Eight years of war in Syria have left more than 370,000 people dead including 112,000 civilians, a monitor said Friday.
The Syrian Observatory for Human Rights, which has a network of sources across the country, said more than 21,000 children and 13,000 women were among the dead.
The conflict flared after unprecedented anti-government protests in the southern city of Daraa on March 15, 2011.
Demonstrations spread across Syria and were brutally suppressed by the regime, triggering a multi-front armed conflict that has drawn in foreign powers and militant groups.
The Britain-based Observatory\’s last casualty toll on the Syrian conflict, issued in September, stood at more than 360,000 dead.
Over 125,000 Syrian government soldiers and pro-regime fighters figured in the latest toll, the monitoring group said.
It said other fighters, including rebels and Kurds, accounted for 67,000 of those killed.
Almost 66,000 were jihadists, mainly from the Islamist State (IS) group and Hayat Tahrir al-Sham (HTS), dominated by Al-Qaeda\’s former affiliate in Syria.
The devastating conflict has displaced or sent into exile around 13 million Syrians, causing billions of dollars-worth of destruction.
With the support of powerful allies Russia and Iran, President Bashar al-Assad has won his war for political survival but his country is fractured and cash-strapped.

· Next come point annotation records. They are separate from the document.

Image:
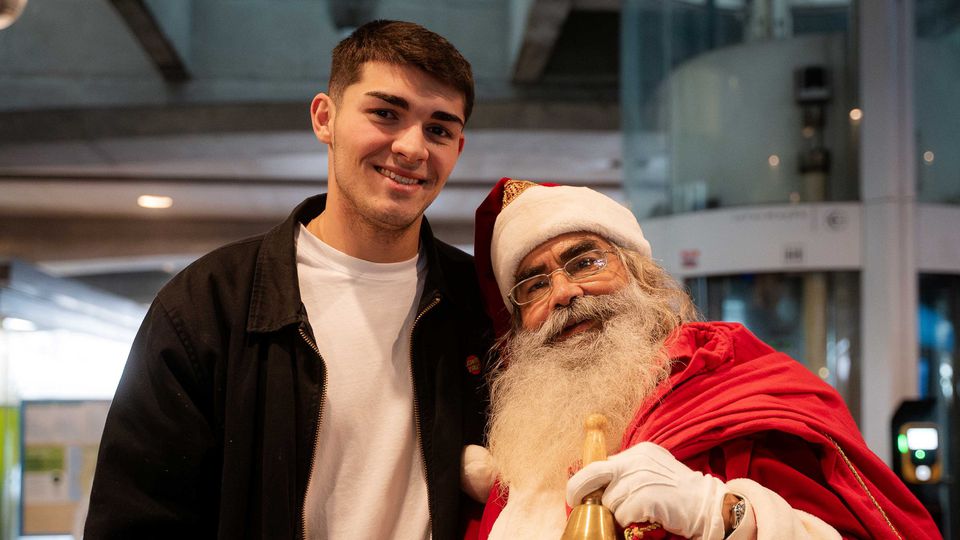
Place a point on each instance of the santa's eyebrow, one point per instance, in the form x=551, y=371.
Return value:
x=580, y=247
x=530, y=272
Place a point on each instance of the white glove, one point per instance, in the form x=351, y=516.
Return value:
x=646, y=483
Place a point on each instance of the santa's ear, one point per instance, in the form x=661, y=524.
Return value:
x=478, y=472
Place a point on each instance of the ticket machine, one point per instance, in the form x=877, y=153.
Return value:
x=920, y=455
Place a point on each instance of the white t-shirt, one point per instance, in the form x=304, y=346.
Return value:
x=368, y=477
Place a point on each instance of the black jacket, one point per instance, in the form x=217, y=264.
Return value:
x=212, y=429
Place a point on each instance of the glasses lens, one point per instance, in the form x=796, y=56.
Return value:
x=531, y=288
x=586, y=264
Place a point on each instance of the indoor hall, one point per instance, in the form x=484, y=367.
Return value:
x=794, y=162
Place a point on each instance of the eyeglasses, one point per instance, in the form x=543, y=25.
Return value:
x=576, y=269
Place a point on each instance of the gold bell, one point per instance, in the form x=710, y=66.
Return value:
x=590, y=520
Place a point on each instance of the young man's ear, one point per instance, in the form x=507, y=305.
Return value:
x=322, y=111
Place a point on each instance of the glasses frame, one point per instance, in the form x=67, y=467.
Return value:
x=561, y=268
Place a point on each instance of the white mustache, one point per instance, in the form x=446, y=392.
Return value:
x=581, y=308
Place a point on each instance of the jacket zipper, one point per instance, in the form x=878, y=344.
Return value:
x=316, y=436
x=416, y=416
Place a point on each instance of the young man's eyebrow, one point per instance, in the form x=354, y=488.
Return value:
x=447, y=117
x=398, y=101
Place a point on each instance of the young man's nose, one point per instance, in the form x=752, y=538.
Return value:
x=411, y=144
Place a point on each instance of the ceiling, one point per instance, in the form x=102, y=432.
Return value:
x=206, y=101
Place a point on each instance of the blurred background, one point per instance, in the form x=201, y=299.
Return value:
x=795, y=162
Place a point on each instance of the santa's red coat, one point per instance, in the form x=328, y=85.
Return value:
x=735, y=408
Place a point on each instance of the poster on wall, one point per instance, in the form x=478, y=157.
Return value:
x=59, y=454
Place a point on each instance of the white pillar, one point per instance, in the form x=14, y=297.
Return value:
x=888, y=179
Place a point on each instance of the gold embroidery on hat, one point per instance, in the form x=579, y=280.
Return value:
x=513, y=188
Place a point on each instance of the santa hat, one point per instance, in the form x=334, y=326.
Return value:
x=517, y=216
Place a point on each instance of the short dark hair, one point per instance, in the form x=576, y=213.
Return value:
x=403, y=44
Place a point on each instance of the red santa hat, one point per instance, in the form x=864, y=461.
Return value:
x=518, y=215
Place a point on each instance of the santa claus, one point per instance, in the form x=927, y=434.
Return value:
x=713, y=433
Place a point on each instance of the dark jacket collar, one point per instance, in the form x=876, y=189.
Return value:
x=275, y=298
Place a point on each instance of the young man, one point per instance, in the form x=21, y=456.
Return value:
x=715, y=434
x=318, y=381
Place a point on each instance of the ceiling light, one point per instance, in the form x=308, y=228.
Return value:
x=154, y=201
x=10, y=11
x=14, y=324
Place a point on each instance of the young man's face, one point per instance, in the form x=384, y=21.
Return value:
x=394, y=138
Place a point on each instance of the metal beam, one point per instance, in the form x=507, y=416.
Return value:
x=544, y=23
x=155, y=43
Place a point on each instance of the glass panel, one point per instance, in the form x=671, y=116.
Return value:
x=729, y=103
x=937, y=65
x=813, y=317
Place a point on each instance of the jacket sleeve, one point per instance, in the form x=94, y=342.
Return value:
x=156, y=474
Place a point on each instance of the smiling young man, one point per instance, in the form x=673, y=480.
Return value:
x=321, y=380
x=712, y=433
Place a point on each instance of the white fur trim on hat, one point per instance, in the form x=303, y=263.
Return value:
x=541, y=213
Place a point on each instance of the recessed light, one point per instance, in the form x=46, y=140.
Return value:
x=155, y=201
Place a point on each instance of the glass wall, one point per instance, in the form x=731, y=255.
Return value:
x=937, y=65
x=813, y=317
x=730, y=103
x=63, y=346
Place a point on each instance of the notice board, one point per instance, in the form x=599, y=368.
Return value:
x=59, y=454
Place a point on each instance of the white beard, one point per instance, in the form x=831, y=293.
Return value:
x=541, y=397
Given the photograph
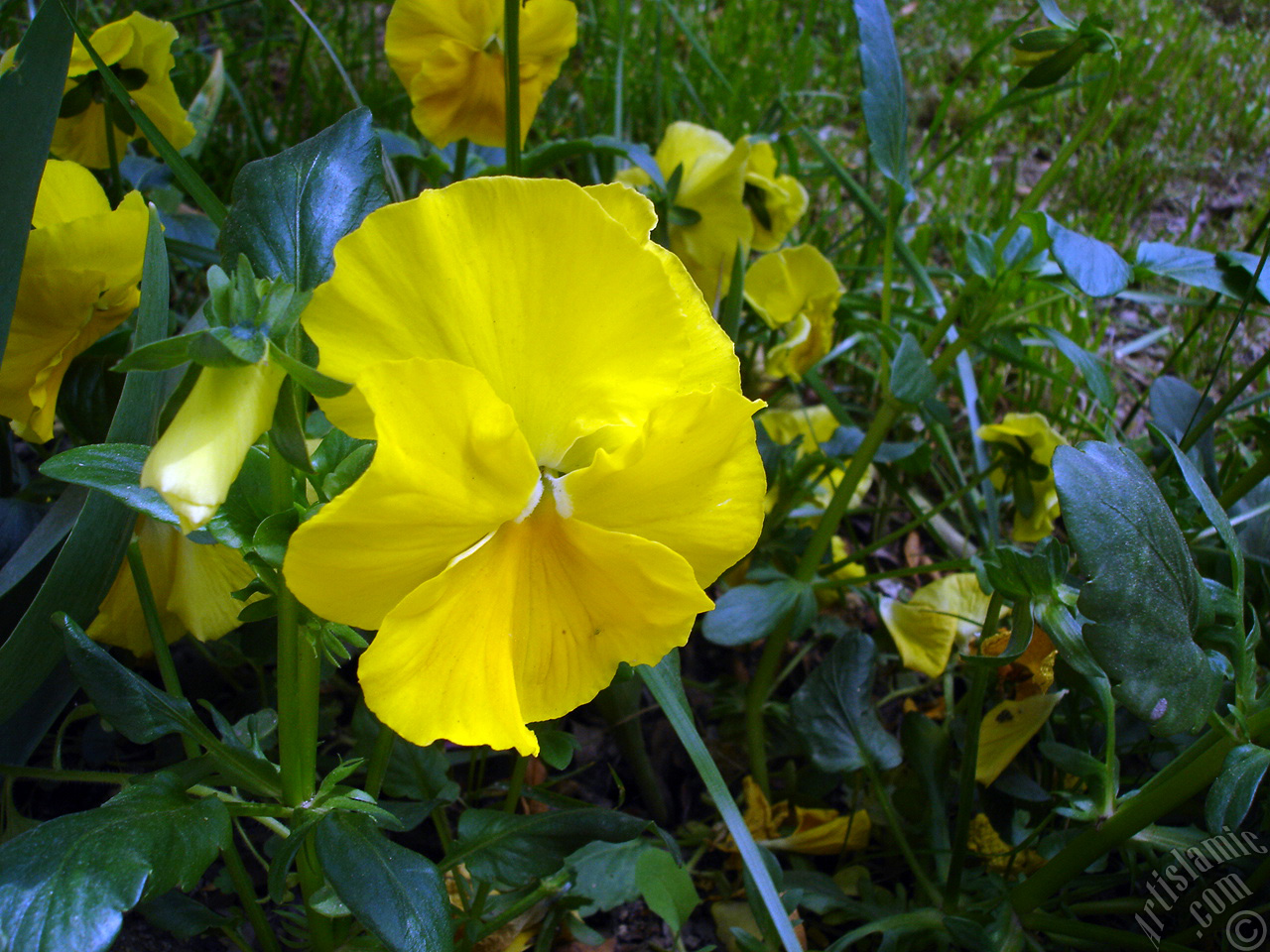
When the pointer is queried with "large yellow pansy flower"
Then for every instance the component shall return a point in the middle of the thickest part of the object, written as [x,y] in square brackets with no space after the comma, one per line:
[564,454]
[448,55]
[191,587]
[139,51]
[79,281]
[798,291]
[711,185]
[1032,442]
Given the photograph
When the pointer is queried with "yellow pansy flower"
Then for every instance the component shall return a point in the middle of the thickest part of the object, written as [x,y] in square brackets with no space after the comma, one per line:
[448,55]
[1029,444]
[79,281]
[947,612]
[776,202]
[191,587]
[797,829]
[139,53]
[200,452]
[711,185]
[564,454]
[798,291]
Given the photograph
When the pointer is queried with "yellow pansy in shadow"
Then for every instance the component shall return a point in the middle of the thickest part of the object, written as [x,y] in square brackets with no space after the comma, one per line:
[998,855]
[711,186]
[947,612]
[448,55]
[775,200]
[1028,443]
[816,425]
[801,830]
[190,583]
[564,454]
[200,452]
[79,281]
[797,291]
[139,53]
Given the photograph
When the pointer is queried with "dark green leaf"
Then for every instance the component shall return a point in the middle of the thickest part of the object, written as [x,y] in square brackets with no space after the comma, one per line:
[87,562]
[911,377]
[751,612]
[834,710]
[113,468]
[289,211]
[393,892]
[1088,365]
[31,95]
[513,849]
[1234,788]
[68,881]
[1092,266]
[1143,595]
[667,888]
[884,103]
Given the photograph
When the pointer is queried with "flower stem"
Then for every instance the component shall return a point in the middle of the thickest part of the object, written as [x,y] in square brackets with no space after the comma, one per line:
[512,75]
[973,717]
[299,669]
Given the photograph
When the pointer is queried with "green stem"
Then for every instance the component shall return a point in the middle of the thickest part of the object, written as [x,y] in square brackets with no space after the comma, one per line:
[299,669]
[512,76]
[246,897]
[1192,772]
[379,763]
[163,655]
[973,716]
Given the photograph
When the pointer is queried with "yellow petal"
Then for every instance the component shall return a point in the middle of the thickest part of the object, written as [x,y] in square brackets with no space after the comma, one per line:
[1006,729]
[79,281]
[530,282]
[448,56]
[449,467]
[202,449]
[526,627]
[690,481]
[945,612]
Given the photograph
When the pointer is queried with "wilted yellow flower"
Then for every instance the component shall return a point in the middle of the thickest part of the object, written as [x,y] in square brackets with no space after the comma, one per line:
[200,452]
[947,612]
[776,202]
[1029,443]
[564,457]
[79,281]
[448,55]
[191,587]
[139,53]
[798,291]
[711,186]
[1000,856]
[801,830]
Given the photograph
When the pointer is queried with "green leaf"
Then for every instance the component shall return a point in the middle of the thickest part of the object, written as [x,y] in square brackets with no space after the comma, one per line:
[513,849]
[90,557]
[911,377]
[834,710]
[1092,266]
[1236,787]
[68,881]
[393,892]
[1088,365]
[31,95]
[667,888]
[884,103]
[1143,595]
[317,384]
[290,209]
[751,612]
[113,468]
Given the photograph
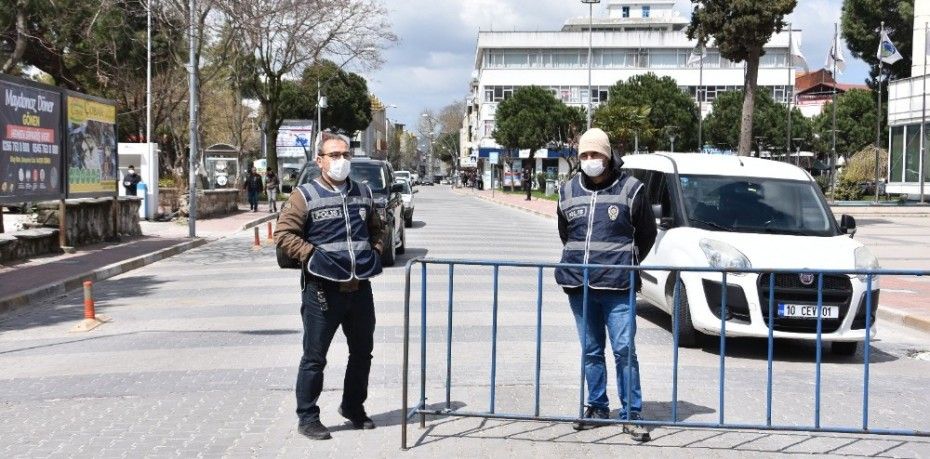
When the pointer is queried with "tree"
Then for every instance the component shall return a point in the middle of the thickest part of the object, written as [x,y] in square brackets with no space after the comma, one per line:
[672,110]
[625,124]
[721,127]
[525,121]
[286,36]
[860,22]
[740,30]
[855,123]
[348,106]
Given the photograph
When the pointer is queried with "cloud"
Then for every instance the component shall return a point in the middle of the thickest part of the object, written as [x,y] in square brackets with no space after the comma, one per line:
[433,62]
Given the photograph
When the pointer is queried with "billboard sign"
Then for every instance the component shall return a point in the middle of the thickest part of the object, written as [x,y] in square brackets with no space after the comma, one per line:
[30,142]
[91,146]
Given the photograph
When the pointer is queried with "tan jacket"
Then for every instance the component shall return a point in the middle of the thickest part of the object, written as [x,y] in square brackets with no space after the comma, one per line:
[289,234]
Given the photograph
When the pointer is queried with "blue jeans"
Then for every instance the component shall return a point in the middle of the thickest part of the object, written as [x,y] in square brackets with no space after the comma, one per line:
[355,313]
[609,309]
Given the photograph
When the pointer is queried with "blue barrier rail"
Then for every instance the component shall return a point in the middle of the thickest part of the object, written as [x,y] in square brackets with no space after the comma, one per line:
[422,410]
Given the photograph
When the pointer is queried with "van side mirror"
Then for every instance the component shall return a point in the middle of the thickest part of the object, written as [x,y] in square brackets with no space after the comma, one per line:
[848,225]
[662,221]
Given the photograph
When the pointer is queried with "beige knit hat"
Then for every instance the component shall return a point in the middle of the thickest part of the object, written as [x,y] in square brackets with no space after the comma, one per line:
[594,140]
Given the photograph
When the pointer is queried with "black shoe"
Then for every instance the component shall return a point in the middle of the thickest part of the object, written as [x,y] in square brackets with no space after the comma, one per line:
[359,420]
[591,413]
[639,432]
[314,430]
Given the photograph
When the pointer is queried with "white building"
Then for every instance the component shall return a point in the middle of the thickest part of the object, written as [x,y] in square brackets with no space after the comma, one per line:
[906,99]
[637,36]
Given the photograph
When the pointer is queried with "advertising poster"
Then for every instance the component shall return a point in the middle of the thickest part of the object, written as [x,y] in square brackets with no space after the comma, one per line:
[30,138]
[294,138]
[92,162]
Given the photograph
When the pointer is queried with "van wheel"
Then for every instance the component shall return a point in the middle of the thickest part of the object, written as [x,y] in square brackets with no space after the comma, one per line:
[844,348]
[688,336]
[390,252]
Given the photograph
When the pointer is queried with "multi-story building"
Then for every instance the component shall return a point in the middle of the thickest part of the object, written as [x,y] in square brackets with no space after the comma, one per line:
[907,99]
[636,37]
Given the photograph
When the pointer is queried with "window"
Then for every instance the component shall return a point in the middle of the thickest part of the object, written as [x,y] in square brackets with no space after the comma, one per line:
[912,154]
[663,59]
[897,154]
[488,127]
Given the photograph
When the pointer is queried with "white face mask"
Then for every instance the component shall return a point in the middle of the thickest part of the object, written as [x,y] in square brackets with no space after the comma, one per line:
[592,167]
[339,169]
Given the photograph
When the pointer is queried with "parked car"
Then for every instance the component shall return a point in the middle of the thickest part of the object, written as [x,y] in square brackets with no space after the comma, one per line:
[742,213]
[403,175]
[407,195]
[379,176]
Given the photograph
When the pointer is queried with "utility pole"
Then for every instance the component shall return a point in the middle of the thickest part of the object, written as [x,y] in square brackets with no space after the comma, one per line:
[192,122]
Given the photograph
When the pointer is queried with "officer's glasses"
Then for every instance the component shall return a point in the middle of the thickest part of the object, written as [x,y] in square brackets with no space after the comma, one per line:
[338,154]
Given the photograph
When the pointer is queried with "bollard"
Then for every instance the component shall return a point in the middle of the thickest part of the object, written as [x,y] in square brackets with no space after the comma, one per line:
[89,312]
[91,319]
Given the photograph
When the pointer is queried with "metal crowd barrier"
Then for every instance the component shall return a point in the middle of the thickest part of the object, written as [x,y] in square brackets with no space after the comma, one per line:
[422,410]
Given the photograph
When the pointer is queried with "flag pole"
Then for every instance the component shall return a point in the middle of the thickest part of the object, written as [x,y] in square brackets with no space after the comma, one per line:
[878,118]
[923,119]
[790,85]
[835,52]
[701,102]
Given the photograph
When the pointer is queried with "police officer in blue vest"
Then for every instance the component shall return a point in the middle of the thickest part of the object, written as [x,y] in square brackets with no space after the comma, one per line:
[330,225]
[605,219]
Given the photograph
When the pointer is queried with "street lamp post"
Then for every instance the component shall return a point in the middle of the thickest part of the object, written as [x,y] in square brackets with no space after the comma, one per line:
[590,4]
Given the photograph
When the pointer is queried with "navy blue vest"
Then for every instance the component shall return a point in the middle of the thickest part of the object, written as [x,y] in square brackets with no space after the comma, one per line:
[337,226]
[600,232]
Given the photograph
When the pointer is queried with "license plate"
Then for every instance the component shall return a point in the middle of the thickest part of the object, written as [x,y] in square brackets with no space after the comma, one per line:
[807,311]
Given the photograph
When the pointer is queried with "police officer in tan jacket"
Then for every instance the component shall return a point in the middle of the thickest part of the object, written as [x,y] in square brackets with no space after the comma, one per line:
[331,227]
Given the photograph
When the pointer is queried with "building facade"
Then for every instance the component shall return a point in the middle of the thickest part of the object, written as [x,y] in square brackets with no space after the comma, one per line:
[906,101]
[636,37]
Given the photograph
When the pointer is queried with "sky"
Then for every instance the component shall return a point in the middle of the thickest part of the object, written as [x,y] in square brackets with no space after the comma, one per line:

Having reversed rebel gains with a massive Russian intervention, Assad now controls almost two-thirds of Syria\’s territory.
But key areas remain beyond regime control, including a swathe of the oil-rich northeast held by Kurdish-led fighters.
Washington backs the Syrian Democratic Forces, which are spearheading an anti-IS campaign, which is drawing to a close near the Iraqi border.
Idlib in northwestern Syria, held by HTS, is protected by a ceasefire deal between Ankara and Moscow which has seen Turkish troops deployed to the area.
Syria\’s conflict is estimated to have set its economy back three decades, destroying infrastructure and paralysing the production of electricity and oil.
Assad, however, has regained control of key commercial arteries and started a tentative comeback on the Arab diplomatic scene.
Several countries have called for Syria to be reintegrated into the Arab League, from which it was suspended as the death toll from the uprising mounted in 2011.